For 2008 through July 31, felony crimes are down 13.61 percent in Manteca.

It continues a trend that started in 2008 after Manteca was able to expand its police force with Measure M sales tax revenue. The budget crisis earlier this month ended up reducing the number of sworn officers from 72 to 60. Of the remaining officers, 11 are funded with the Measure M half cent sales tax and two from the public safety endowment fund established by developers.

There were 213 Part One Crime reports – the most serious crimes as identified by the FBI – in July of this year compared to 217 in March of 2008.

There was one significant flip – auto thefts. After years of declining, vehicle thefts shot up 61.29 percent in July with 50 vehicles stolen compared to 31 in July of 2008. Vehicle thefts are now 4.48 percent ahead for the first seventh months of 2009 with 210 cars stolen this year compared to 201 last year. That is still significantly below 2005 when vehicle thefts reached a record 720 in Manteca.

The drop off in various categories of felonies from July 2008 to July 2009 is as follows:
•Residential burglaries down 20.69 percent from 29 to 23.
•Auto burglary down 16.95 percent from 59 to 49.
•Commercial burglary down 75 percent from 8 to 2.
•Other felonies down 20.37 percent from 53 to 43
•Other burglaries were unchanged with 2 each month.
The felonies that did increase from July to July were:
•Robbery up 175 percent from 4 to 11.
•Vehicle theft up 61.29 percent from 31 to 50.
•Aggravated assault was up 100 percent from 3 to 6.

Police Chief Dave Bricker has repeatedly credited the rank-and-file from patrolmen to detectives with stepping up and delivering the best possible protection for Manteca’s residents given the financial constraints they are operating under.

Police are also credited with making a concerted effort to reduce overtime knowing it could mean the job of a fellow officer.

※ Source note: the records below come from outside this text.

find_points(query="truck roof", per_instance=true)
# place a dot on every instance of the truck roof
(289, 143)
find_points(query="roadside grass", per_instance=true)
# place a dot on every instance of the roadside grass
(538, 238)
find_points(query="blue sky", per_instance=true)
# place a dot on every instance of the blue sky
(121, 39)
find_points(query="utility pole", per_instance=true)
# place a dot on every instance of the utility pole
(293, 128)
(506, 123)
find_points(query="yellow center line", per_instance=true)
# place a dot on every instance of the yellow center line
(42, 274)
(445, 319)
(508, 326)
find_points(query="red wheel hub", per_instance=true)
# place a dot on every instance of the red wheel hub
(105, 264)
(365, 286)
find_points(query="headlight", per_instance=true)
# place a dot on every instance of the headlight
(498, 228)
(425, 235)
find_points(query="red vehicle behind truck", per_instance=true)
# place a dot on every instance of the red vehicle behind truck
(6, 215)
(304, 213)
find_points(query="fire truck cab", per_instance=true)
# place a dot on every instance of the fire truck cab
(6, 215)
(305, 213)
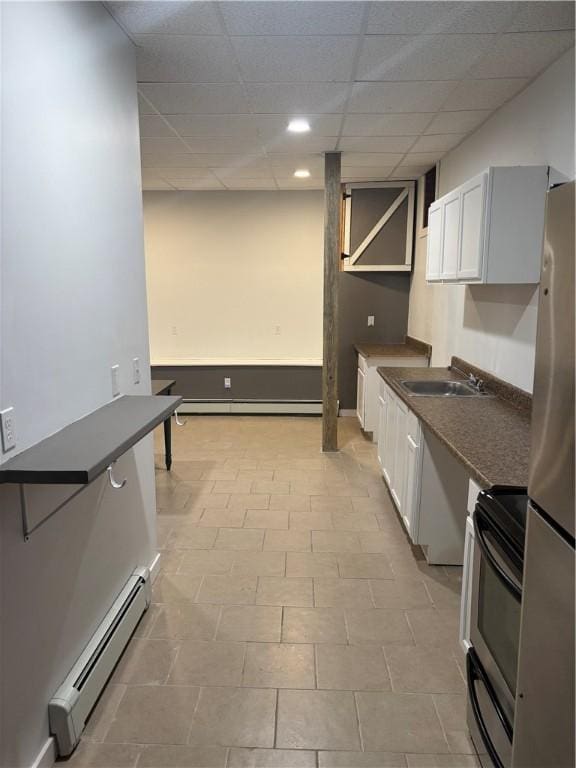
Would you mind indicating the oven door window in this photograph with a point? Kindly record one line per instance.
(499, 622)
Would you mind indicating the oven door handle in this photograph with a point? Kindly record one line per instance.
(474, 671)
(509, 583)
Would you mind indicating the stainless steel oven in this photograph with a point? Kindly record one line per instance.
(491, 664)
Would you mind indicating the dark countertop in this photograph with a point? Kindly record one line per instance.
(488, 435)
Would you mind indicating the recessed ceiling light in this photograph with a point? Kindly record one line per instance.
(299, 126)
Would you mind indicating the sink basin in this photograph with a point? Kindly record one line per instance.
(430, 388)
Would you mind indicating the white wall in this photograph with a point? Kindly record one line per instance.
(226, 268)
(73, 303)
(494, 327)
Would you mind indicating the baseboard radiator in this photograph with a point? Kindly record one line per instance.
(256, 407)
(68, 710)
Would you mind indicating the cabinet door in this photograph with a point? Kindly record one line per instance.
(434, 242)
(450, 235)
(360, 396)
(472, 218)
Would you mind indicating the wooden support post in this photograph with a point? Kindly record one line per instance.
(332, 208)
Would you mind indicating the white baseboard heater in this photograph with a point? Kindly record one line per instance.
(76, 697)
(286, 407)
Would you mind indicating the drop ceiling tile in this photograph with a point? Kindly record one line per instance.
(153, 126)
(292, 18)
(297, 98)
(376, 159)
(437, 17)
(523, 54)
(295, 59)
(457, 122)
(420, 57)
(376, 144)
(386, 125)
(540, 16)
(197, 18)
(187, 98)
(483, 94)
(438, 143)
(399, 97)
(182, 58)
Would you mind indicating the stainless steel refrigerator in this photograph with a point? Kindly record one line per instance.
(544, 718)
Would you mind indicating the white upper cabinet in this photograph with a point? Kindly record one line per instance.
(490, 229)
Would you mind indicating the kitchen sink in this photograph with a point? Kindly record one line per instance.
(430, 388)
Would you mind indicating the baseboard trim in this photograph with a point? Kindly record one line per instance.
(255, 407)
(47, 755)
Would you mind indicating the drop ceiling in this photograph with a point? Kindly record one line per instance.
(392, 85)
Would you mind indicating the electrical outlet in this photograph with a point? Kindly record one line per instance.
(8, 429)
(115, 376)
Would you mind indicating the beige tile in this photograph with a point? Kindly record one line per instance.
(399, 722)
(378, 627)
(222, 518)
(175, 588)
(239, 539)
(249, 501)
(423, 670)
(145, 661)
(399, 594)
(235, 717)
(195, 622)
(154, 714)
(363, 566)
(260, 623)
(208, 663)
(275, 519)
(259, 564)
(335, 541)
(352, 668)
(344, 593)
(317, 720)
(271, 758)
(311, 564)
(203, 562)
(361, 760)
(239, 590)
(314, 625)
(285, 591)
(182, 757)
(288, 541)
(279, 665)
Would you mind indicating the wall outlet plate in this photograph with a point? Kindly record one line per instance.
(7, 427)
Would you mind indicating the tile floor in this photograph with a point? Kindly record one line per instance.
(292, 624)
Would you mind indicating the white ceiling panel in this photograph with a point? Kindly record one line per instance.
(483, 94)
(197, 18)
(376, 143)
(187, 98)
(421, 57)
(292, 18)
(457, 122)
(297, 98)
(437, 17)
(523, 54)
(155, 127)
(541, 16)
(386, 125)
(439, 143)
(185, 59)
(295, 59)
(399, 97)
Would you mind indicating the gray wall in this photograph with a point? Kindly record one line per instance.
(383, 295)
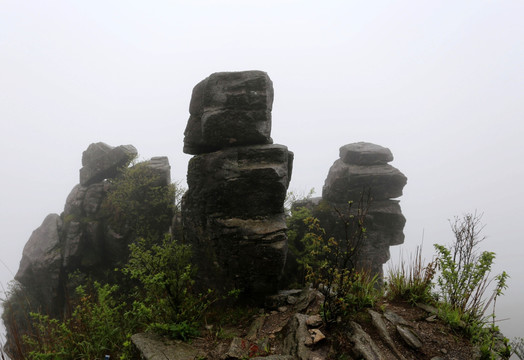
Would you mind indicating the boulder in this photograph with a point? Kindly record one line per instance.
(233, 211)
(362, 177)
(347, 182)
(40, 267)
(233, 214)
(229, 109)
(80, 240)
(363, 153)
(101, 161)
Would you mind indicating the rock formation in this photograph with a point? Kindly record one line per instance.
(233, 210)
(363, 176)
(364, 167)
(80, 240)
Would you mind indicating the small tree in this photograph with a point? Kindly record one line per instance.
(332, 264)
(464, 274)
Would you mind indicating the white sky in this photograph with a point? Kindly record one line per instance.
(441, 83)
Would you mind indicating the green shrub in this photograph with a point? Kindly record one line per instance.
(411, 281)
(463, 281)
(464, 275)
(331, 265)
(165, 277)
(99, 325)
(138, 204)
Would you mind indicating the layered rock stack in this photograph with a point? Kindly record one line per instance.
(363, 170)
(80, 239)
(237, 181)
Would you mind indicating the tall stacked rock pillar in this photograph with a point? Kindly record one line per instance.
(233, 210)
(362, 168)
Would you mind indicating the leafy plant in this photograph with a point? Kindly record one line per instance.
(99, 325)
(332, 265)
(164, 272)
(464, 275)
(412, 280)
(463, 281)
(139, 203)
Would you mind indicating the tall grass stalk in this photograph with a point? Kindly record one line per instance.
(411, 279)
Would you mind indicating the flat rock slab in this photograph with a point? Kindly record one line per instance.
(346, 182)
(153, 347)
(363, 153)
(101, 161)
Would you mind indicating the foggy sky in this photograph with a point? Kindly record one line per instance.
(439, 83)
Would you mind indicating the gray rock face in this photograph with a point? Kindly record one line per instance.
(40, 267)
(363, 153)
(81, 237)
(101, 161)
(233, 210)
(229, 109)
(361, 170)
(363, 166)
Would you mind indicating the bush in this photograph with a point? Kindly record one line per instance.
(331, 265)
(99, 325)
(139, 204)
(464, 276)
(463, 281)
(165, 277)
(413, 281)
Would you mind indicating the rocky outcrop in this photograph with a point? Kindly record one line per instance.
(101, 161)
(229, 109)
(362, 175)
(81, 239)
(233, 210)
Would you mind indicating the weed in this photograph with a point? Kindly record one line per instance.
(411, 281)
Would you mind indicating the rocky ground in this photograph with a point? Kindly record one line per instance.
(289, 327)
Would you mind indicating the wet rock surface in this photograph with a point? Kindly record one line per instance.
(233, 212)
(362, 176)
(80, 240)
(229, 109)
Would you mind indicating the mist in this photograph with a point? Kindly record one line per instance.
(439, 83)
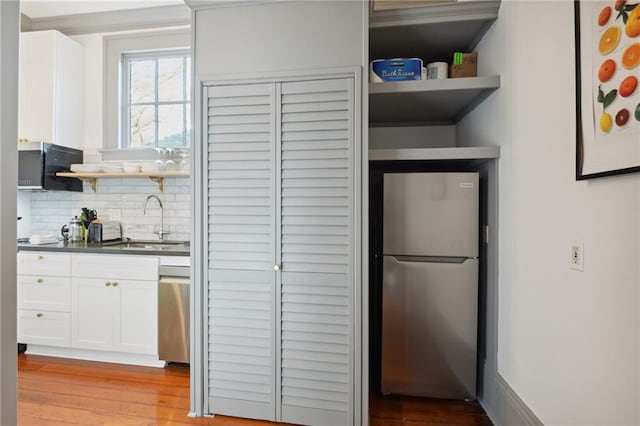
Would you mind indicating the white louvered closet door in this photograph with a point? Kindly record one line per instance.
(241, 250)
(316, 278)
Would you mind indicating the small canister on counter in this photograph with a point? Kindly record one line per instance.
(94, 232)
(437, 70)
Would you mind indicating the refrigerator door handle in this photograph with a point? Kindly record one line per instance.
(433, 259)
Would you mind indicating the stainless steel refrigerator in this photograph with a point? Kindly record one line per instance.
(430, 284)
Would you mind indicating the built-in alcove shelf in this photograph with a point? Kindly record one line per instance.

The new protocol put in place this year is for officers to assess whether the case they are preparing is a report on is a crime in progress or there is a strong chance of catching someone if it is completed as quickly as possible or if it is something they can put their pen down and come back to the next day they are on duty.

That alone has shaved more than $400,000 off the police budget. Much of the overtime is tough to control due to judges scheduling court appearances when officers may be off, an active top priority crime that happens near the end of their shift, and if there is a manpower issue due to illness, a call back for a major crime in progress, or a major event requiring police staffing.

Overall, felonies are down 1.84 percent from July to July while misdemeanor offenses went from 332 to 314 for a 5.42 percent drop.